Shortly before the start of diving operations, a diver reported that his gas was becoming tight, resulting in him having to switch to his bailout and return to the submersible diving chamber (SDC).

SDC checks were completed by a diver who was new to the system; he was assisted by a diver who was familiar with the system.  The full SDC checklist was used, covering:

  • Internal valve status and function;
  • Electrical checks;
  • Equipment checks.

On completion of checks, the Bellman was instructed by the Dive Supervisor to secure the gases before returning to the chamber system, as there was a two-hour delay.

Our member notes that securing internal valves when an SDC launch is delayed is a legacy practice to prevent gas usage via leaks through the panels or the diver’s hats.  The checklist does not cover this practice, thereby introducing reliance on the bellman to remember to put the gas on line prior to the diver locking out.

On returning to the SDC, the internal valves were not returned to their operational position as per the diving checklist.

Diver 1 locked out of the SDC and started to prepare diver 3’s umbilical when his gas became tight.  He informed the diving supervisors he was going onto bailout.  The diving supervisor informed the divers in the SDC that diver 1 was returning and asked them to check his surface gas supply.

Diver 1 came into the bell mouth and raised his head up out of the water line, by which time the bellman had opened the divers supply and onboard gas hull valves to give him surface gas again.

On confirmation of the diver’s primary and secondary gases being online, diver 1 locked out again, followed by diver 2.

Our member’s summary

The practice of securing the SDC internal gas when there are known delays to locking off was adopted in the past due to system leaks and improper equipment stowage and securing; it is no longer considered good practice.

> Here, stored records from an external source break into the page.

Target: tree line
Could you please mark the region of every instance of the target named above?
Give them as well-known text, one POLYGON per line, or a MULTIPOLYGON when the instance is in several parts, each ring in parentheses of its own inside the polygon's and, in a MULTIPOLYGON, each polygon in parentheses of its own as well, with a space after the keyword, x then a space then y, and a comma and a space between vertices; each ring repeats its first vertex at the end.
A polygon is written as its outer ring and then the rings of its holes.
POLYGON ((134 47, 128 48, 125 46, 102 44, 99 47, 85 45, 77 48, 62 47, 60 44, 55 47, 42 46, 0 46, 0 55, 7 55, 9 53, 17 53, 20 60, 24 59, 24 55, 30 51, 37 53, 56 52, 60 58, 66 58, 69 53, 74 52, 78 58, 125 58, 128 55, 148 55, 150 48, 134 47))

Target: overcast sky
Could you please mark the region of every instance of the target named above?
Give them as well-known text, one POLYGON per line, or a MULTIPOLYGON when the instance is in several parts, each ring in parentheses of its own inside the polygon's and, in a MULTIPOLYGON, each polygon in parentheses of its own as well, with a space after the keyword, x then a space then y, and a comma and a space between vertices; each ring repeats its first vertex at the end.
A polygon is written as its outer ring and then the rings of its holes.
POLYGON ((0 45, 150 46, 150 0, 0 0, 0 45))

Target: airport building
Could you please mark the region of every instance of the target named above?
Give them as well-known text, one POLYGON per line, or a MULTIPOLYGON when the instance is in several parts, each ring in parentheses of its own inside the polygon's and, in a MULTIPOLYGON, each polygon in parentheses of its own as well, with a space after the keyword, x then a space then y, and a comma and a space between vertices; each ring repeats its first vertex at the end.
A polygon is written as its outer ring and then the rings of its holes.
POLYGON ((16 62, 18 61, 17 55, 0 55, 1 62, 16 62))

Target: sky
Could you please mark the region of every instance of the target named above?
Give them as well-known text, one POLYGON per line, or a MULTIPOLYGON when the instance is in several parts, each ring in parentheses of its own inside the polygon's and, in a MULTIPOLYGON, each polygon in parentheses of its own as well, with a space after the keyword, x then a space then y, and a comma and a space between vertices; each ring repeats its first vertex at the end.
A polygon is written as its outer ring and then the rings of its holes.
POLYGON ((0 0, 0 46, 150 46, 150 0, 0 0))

The purpose of the checklist is defeated if the valve status is changed after the checklist is considered completed.  Safety critical checklists can only be effective in reducing human error if used at the correct stage of the process.

Deviation from processes and procedures should be managed and communicated.  In this case, the deviation should have been captured in the diving supervisors log or handovers and the checklist should have been repeated.

What lessons were learned?

  • Checklists and procedures are critical for safe operations and should be followed;
  • Any deviations from procedures and processes should be managed;
  • If deviation becomes common practice, then the procedures or checklists should be formally reviewed and updated;
  • If gas supplies are secured whilst the SDC is onboard, a complete SDC internal valve check should be performed to ensure status of all valves is correct before diving operations recommence;
  • SDC internal checklists were updated to consider the scenario noted here.

Members are encouraged to continue to educate both new and experienced personnel on:

  • The importance of following procedures and checklists;
  • The value in providing feedback on procedures and checklists;
  • Use of the management of change (MOC) process for any deviations, regardless of how minor.